```
class Solution {
/** Intuition:
We need to do breadth-first search from the start. For that
1. Need a connection between child and parent nodes
2. Find the start node
3. Start doing breadth-first search
*/
HashMap<Integer, TreeNode> parentChildMap = new HashMap<Integer, TreeNode>();
TreeNode startNode = null;
public int amountOfTime(TreeNode root, int start) {
traverseTree(root, start);
parentChildMap.put(root.val, null); // Step 1 and 2 complete
// Step 3. Breadth-First Search
LinkedList<TreeNode> queue = new LinkedList<TreeNode>();
HashSet<Integer> visited = new HashSet<Integer>();
queue.add(startNode);
visited.add(startNode.val);
int seconds = -1;
while(queue.size() > 0) {
int size = queue.size();
for(int i=0;i<size;i++) {
TreeNode temp = queue.poll();
if (temp.left != null && !visited.contains(temp.left.val)) {
visited.add(temp.left.val);
queue.add(temp.left);
}
if (temp.right != null && !visited.contains(temp.right.val)) {
visited.add(temp.right.val);
queue.add(temp.right);
}
TreeNode parent = parentChildMap.get(temp.val);
if (parent != null && !visited.contains(parent.val)) {
visited.add(parent.val);
queue.add(parent);
}
}
seconds++;
}
return seconds;
}
public void traverseTree(TreeNode node, int start) {
if(node == null) {
return;
}
if (start == node.val) {
startNode = node;
}
if (node.left != null) {
parentChildMap.put(node.left.val, node);
}
if (node.right != null) {
parentChildMap.put(node.right.val, node);
}
traverseTree(node.left, start);
traverseTree(node.right, start);
}
}
```

**Problem Statement: **https://leetcode.com/problems/amount-of-time-for-binary-tree-to-be-infected/description/

## Decoding the Algorithm:

### 1. **Initialization and Connection Mapping:**

- A HashMap (
`parentChildMap`

) is used to establish connections between child and parent nodes, essential for navigating the tree. - The
`startNode`

is identified by traversing the tree until the desired node with the given value (`start`

) is found.

### 2. **Breadth-First Search (BFS):**

- A LinkedList (
`queue`

) and a HashSet (`visited`

) facilitate BFS traversal. - The algorithm starts BFS from the identified
`startNode`

. - Nodes are enqueued and dequeued, and their children and parent nodes are added to the queue for exploration.

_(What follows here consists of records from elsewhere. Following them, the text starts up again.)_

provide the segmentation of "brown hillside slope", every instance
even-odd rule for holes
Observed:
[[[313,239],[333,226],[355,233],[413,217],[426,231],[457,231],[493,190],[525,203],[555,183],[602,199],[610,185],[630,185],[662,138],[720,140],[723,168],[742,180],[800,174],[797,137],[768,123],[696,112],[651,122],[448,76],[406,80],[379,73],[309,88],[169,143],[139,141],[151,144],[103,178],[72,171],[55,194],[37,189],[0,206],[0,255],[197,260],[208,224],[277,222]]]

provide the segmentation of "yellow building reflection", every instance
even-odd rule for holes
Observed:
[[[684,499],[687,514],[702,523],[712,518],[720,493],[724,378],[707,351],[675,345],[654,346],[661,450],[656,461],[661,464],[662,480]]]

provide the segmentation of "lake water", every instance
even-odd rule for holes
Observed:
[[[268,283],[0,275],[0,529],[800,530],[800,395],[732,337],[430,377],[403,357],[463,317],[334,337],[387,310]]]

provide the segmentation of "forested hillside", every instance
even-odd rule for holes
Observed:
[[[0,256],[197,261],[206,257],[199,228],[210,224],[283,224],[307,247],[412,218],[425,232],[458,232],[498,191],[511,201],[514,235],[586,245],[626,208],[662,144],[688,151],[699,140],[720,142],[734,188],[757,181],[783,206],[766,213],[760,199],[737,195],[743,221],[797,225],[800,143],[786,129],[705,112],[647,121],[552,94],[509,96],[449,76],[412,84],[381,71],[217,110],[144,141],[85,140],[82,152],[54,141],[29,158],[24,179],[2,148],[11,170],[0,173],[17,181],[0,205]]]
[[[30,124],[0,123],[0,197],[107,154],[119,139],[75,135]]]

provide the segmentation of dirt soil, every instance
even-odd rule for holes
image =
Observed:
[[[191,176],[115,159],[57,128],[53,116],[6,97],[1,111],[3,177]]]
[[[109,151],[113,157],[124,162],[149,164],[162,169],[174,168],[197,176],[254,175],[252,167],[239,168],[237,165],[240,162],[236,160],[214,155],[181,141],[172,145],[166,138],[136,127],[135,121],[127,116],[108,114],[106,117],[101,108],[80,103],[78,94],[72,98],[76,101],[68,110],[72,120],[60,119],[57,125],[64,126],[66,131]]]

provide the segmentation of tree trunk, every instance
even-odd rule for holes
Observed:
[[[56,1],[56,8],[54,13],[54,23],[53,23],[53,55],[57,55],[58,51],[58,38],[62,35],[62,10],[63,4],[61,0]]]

### 3. **Time Calculation:**

- The variable
`seconds`

keeps track of the number of iterations, representing the time taken to reach the root. - The algorithm increments
`seconds`

each time all nodes at the current level are processed.

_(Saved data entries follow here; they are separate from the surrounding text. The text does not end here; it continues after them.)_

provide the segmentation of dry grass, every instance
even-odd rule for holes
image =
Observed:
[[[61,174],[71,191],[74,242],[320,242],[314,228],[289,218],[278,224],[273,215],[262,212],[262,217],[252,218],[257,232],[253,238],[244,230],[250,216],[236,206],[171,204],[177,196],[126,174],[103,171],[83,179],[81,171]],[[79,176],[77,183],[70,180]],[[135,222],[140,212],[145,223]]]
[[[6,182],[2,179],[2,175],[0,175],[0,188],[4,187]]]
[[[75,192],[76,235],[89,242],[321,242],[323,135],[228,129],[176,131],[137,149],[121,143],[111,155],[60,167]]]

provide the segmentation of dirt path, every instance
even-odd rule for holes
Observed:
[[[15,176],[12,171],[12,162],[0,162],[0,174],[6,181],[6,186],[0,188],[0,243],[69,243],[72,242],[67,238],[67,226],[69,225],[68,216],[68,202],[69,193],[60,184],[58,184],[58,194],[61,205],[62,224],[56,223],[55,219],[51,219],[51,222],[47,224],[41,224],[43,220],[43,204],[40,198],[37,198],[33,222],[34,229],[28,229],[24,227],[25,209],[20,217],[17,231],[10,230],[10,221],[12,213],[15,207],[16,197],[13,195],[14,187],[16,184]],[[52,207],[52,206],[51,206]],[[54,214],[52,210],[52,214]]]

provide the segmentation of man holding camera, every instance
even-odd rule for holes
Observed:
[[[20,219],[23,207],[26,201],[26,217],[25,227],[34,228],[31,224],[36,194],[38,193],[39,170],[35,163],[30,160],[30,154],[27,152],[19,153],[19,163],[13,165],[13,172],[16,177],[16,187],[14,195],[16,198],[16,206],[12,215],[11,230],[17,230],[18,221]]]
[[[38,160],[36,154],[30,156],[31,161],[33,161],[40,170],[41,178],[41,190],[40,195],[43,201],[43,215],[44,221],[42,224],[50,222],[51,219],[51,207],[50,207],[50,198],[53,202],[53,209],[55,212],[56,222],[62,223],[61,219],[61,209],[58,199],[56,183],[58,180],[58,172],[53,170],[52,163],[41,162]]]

## Unveiling the Intuition:

The intuition behind this algorithm lies in its threefold approach:

**Establishing Connections:**- The creation of a map connecting child and parent nodes is crucial for traversing the tree efficiently.

**Locating the Starting Point:**- Identifying the starting node sets the stage for the traversal, ensuring the journey begins from the right point.

**Breadth-First Exploration:**- BFS systematically explores the tree, considering child nodes, parent nodes, and their connections, accumulating the time taken to reach the root.

## Conclusion:

Traversing a tree is akin to navigating a complex network of interconnected nodes. This algorithm elegantly combines connection mapping, node identification, and BFS to calculate the time it takes to traverse from a given node to the root. As we unravel the intricacies of this code, we gain insights into the thoughtful design that powers efficient tree exploration in the world of algorithms.